Pub Date 27 Jul 2021
I must confess that I did not know nearly as much as I thought I did about the movement that led to the (eventual) right for women to vote in the United States. I was aware of those who started the movement both the U.S. and England but I was familiar with only one of the three women featured in this novel.
The three are Alice Paul, Ida Wells and Maud Malone. Each has her life story told against the vivid backdrop of the politics of the day and their individual histories.
Alice Paul was raised as a Quaker; Ida Wells knew much about slavery, and Maud Malone was an Irish American librarian. What led each of these women to fight so hard for something that many now take for granted? Jennifer Chiaverini helps readers to understand why they worked persistently for what they believed in.
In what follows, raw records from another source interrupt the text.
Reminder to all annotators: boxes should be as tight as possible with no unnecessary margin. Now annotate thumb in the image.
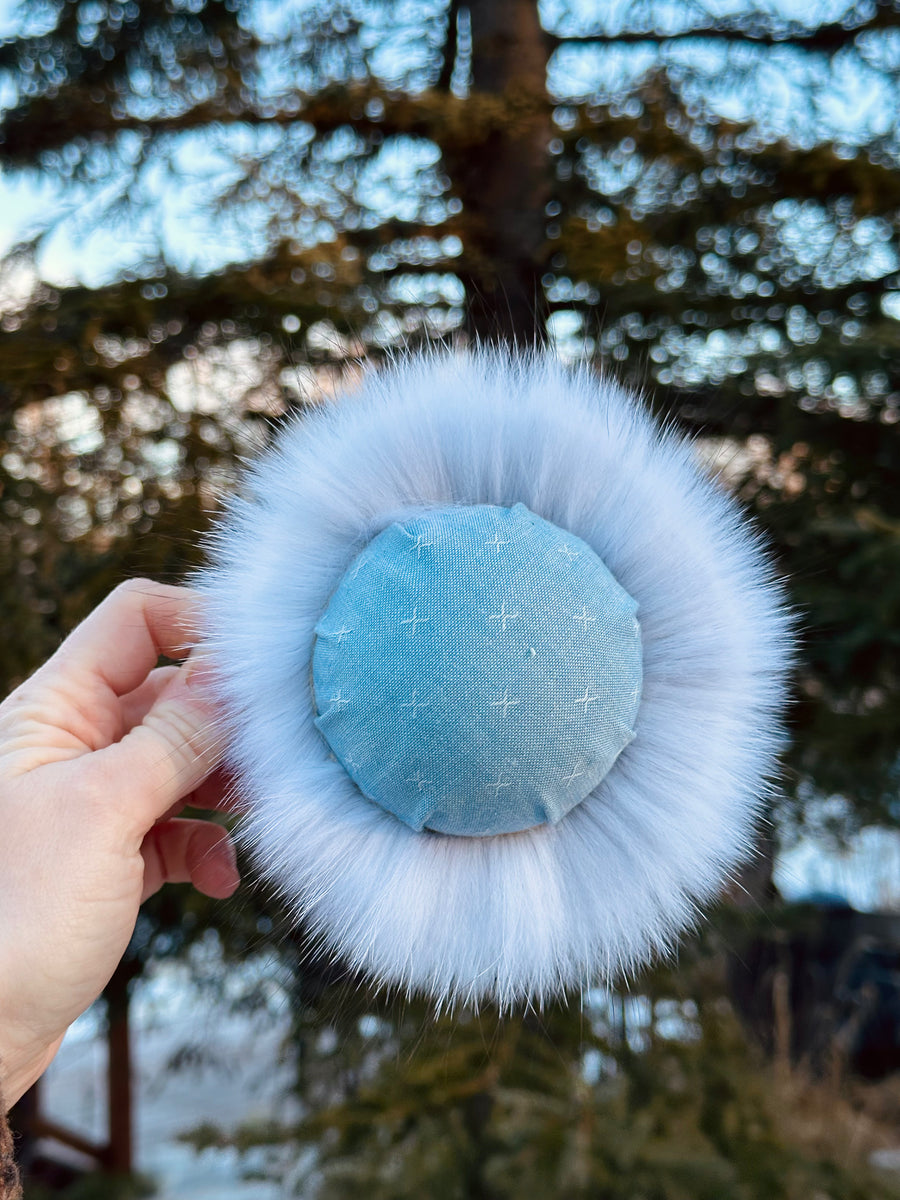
[97,666,225,827]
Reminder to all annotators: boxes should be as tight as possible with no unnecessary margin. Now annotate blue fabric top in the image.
[312,503,642,836]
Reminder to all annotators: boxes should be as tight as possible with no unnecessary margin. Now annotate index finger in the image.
[46,579,201,698]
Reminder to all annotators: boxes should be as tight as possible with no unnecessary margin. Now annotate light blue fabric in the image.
[312,503,642,836]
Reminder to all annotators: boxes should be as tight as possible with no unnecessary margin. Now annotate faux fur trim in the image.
[198,349,792,1008]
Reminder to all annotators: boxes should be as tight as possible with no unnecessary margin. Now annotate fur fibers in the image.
[198,349,792,1009]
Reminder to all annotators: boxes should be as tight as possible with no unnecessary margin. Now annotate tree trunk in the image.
[104,960,136,1175]
[446,0,553,345]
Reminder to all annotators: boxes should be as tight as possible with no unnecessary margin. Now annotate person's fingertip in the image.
[190,825,240,898]
[220,869,241,898]
[198,864,241,900]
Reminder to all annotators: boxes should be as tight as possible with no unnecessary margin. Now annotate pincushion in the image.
[198,349,791,1008]
[312,502,642,836]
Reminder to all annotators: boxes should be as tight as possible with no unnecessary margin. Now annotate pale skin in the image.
[0,580,238,1108]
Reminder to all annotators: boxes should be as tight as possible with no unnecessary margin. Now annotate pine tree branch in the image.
[548,2,900,53]
[0,82,547,166]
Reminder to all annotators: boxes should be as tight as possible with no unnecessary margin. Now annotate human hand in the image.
[0,580,238,1108]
These three are not the only ones who appear in the book. To name just two others, there are Jane Addams and Ava Vanderbilt.
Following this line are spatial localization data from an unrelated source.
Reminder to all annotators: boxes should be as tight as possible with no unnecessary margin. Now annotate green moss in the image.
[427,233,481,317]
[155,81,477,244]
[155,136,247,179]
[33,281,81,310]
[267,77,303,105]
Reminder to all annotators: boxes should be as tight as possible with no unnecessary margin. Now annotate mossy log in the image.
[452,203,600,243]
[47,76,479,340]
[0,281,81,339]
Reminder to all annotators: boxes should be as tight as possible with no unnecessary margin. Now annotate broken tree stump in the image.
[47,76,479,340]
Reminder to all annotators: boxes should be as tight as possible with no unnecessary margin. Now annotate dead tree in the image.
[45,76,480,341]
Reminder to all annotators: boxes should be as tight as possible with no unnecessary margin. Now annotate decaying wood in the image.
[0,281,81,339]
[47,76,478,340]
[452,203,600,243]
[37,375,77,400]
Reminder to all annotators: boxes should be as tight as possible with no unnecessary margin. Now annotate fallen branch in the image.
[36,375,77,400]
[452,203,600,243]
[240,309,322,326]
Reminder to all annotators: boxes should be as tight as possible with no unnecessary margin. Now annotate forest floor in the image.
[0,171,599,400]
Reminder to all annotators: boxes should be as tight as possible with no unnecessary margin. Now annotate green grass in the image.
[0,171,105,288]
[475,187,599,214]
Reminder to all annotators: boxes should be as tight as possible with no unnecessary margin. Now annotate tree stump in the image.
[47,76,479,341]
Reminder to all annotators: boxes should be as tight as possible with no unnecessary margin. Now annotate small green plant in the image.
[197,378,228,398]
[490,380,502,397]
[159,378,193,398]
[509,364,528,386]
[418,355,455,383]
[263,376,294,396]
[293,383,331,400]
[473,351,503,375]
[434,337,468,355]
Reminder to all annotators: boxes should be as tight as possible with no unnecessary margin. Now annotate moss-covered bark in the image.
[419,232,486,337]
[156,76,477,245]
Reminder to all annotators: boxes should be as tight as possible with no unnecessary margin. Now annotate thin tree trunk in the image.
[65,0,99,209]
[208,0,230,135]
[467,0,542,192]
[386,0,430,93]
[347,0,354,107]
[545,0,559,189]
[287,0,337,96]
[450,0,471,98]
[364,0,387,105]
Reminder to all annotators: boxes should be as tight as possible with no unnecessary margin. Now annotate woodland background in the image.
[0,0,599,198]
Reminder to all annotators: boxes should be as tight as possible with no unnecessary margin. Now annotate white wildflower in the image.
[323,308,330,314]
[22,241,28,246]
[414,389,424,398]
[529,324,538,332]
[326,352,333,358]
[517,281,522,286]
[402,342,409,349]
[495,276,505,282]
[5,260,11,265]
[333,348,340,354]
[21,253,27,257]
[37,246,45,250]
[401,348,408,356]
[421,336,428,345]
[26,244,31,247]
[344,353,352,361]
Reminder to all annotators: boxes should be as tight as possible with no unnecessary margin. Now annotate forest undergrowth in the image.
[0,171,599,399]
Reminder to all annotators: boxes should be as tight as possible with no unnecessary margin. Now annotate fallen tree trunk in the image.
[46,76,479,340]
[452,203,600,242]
The history that Alice, Ida and Maud lived through comes to life in this novel. I was especially struck by all that Ida Wells endured including the impact of yellow fever on her life, the lynchings of people that she knew and much more.
Around these women are the men, many of whom wanted to thwart votes for women. They included President Wilson. Will the women succeed in organizing a massive march for the day before his inaugural? Read this one to find out.
I found The Women’s March to be among my very favorite books by this author. I learned a lot but did not feel that I was being lectured to.
This historical fiction should be on reading lists for high school students and up. It would make a superb book club selection.
Many thanks to NetGalley and the publisher. All opinions are my own.